Granny was a tight knitter. My mother, a former loose knitter who no longer knits at all, used to make raglan "ski sweaters" with colorwork at the yoke--but Granny's attempts with two colors left her with puckered fabric and an uneasy feeling about her imperfections.

For a long time, I have hesitated to try colorwork, knowing that my hands pull the yarn taut just as Granny's hands did, knowing my desires for perfection rival my grandmother's.

But here I am, too-tight strands and all, loving it. I love holding one yarn English, one yard Continental, watching the pictures appear as I draw with my stitches...


...watching the side motif march forward on the sides of the mittens...


...and looking that peasant thumb, marked with contrasting waste yarn, so lovely that I cannot dream of ripping it out and replacing it.


But then, I realize, I do not have enough yarn for a second mitten....

12 comments:

Liz K. said...

Oh! Oh no!

Perhaps now you can channel Grumperina who made those spectacular stranded knee sock just as an experiment. She learned all kinds of things from that one sock.

Or you could curse and mutter your way back to the LYS for more yarn.

Kathleen C. said...

I'm looking at doing my first stranded color work as well, and I also was planning a mitten...
What book is this pattern from? It looks like a good, basic but interesting, pattern.
And I love your color choices!

Specs said...

Oh, I'm so sorry, but I laughed when I read that last sentence. This has happened to me (with socks) and I've frogged more pairs than I'd care to mention. Maybe you could turn it into something else? A soap holder? A barbie sleeping bag? A pencil case? Glasses case? Hamster motel?

It is beautiful, and at least you now know that you can make things like this!

Sheepish Annie said...

Arrggg!!! But it is beautiful and that is sometimes enough. Nice work.

Lazuli said...

What a beautiful mitten! Great job!

Mouse said...

its a single beautiful mitten though.. so I wouldn't be too heartbroken about it. I would definitely try to get more yarn and chance that the dye lots weren't close enough to make mittens match each other (or even just "resemble" each other). Well done.. I'm still colorwork-phobic.

Kate A. said...

I say go with deliberately different, but complementary, colors for the second mitten.

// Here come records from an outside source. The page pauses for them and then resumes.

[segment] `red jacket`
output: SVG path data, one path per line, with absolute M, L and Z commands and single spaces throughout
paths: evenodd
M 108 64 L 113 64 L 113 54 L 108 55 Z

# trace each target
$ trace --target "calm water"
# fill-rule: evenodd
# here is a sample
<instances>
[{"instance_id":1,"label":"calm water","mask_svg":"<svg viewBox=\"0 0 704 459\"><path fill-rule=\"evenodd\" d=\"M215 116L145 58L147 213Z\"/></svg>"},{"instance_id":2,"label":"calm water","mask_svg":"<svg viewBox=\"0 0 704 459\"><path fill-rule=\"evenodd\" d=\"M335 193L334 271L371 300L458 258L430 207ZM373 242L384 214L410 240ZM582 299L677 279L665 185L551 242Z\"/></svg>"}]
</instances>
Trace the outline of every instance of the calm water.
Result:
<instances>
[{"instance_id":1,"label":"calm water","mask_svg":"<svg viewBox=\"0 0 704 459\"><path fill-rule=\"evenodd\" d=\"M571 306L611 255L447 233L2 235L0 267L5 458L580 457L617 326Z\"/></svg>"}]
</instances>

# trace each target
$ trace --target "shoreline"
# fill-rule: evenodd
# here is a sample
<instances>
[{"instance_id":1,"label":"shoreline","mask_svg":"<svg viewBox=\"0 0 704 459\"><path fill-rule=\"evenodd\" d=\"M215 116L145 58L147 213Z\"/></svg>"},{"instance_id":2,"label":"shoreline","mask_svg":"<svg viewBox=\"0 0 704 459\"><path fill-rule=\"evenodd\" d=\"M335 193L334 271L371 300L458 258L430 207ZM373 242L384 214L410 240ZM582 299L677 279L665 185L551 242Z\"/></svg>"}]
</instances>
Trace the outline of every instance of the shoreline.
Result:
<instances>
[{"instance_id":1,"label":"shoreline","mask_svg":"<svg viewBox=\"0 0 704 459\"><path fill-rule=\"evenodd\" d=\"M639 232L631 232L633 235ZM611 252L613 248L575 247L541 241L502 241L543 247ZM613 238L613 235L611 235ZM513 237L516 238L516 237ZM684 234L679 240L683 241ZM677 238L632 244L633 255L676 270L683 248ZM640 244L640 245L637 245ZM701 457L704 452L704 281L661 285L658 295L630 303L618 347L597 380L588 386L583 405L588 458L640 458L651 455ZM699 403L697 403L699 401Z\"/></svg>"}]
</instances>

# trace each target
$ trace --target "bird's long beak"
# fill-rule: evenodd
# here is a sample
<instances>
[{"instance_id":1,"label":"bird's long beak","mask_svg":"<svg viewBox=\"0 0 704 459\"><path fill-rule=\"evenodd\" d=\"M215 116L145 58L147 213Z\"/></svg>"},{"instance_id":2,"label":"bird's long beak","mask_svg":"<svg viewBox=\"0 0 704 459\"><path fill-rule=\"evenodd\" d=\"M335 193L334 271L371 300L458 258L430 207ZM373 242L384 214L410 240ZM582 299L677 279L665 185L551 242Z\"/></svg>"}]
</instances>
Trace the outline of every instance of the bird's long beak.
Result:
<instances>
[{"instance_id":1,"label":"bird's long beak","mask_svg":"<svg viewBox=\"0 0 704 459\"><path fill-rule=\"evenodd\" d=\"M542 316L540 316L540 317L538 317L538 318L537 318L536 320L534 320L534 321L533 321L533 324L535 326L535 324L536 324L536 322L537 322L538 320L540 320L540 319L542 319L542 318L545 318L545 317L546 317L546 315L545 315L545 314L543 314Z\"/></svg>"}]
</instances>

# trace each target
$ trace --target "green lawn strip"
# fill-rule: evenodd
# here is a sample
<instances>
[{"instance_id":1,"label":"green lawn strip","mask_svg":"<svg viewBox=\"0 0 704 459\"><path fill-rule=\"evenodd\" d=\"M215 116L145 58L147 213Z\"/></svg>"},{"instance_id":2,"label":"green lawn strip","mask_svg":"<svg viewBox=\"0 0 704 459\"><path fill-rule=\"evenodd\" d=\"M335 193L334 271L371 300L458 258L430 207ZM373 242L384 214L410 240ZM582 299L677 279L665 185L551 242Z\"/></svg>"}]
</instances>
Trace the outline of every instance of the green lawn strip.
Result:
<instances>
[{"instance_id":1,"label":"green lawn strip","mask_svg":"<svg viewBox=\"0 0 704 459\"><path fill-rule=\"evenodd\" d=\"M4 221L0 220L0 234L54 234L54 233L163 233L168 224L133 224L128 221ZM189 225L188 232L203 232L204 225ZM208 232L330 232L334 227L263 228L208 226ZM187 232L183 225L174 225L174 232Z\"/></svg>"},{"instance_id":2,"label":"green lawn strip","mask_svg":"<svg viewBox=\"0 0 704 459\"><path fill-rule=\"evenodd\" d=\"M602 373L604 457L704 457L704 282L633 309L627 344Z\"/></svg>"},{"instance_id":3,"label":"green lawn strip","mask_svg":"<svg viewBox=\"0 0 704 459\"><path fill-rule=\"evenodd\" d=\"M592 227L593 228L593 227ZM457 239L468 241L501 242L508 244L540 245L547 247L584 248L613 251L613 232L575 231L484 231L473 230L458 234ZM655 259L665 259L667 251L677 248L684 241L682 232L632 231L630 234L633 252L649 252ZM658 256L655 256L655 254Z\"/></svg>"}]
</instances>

And how can you possibly complain about colorwork anymore??? That stuff is GORGEOUS!!!!

Sara Skates said...

Oh dear - I agree - find two complimentary colors, and make a mis-matched matching pair ;)

YES re Pat Humphries - I have pre-ordered their next album and we all wear the Peace Salaam Shalom t-shirts here too. They came through here about a year ago and we brought Hannah to the concert - Hannah was *enthralled* and sang along every word to just about every song - endearing herself to Pat and Sandy rather completely :) Someday, I'll skate to one of her/their songs ...

amy said...

Look at that stitch definition! I've only fair isled once and the hat came out very tight where the colorwork was and way, way looser where there was only the solid color stockinet. I think an all-over colorwork project would have created a more uniform product (even if it would have turned out smaller and not-too-stretchy). My next FI project will be the We Call Them Pirates hat.

FemiKnitMafia said...

Oh, it's beautiful! With too little yarn, perhaps this can be a show piece?

hillary said...

Oh no! There are few things that can spoil a project for me like running out of yarn. The motten looks great though. Perhaps it's served a greater purpose in convincing you that you CAN do color work.

beadlizard said...

Just do the same stitch pattern in another pair of colors you like, then use the first pair for the thumb of the second mitten, and vice versa. If you use the cream for both, assuming you can get more of it, they'll have more visual affinity.

As for tension, starting small is good. Choose patterns with an average of 3-stitch floats (you did!) and work up to 5-stitchers. Did your grandmother hold both strands in one hand? That can be the source of uneven tension.

When you knit the corrugated ribbing, did you put the purl strand in your right/English hand? That's usually the easier method.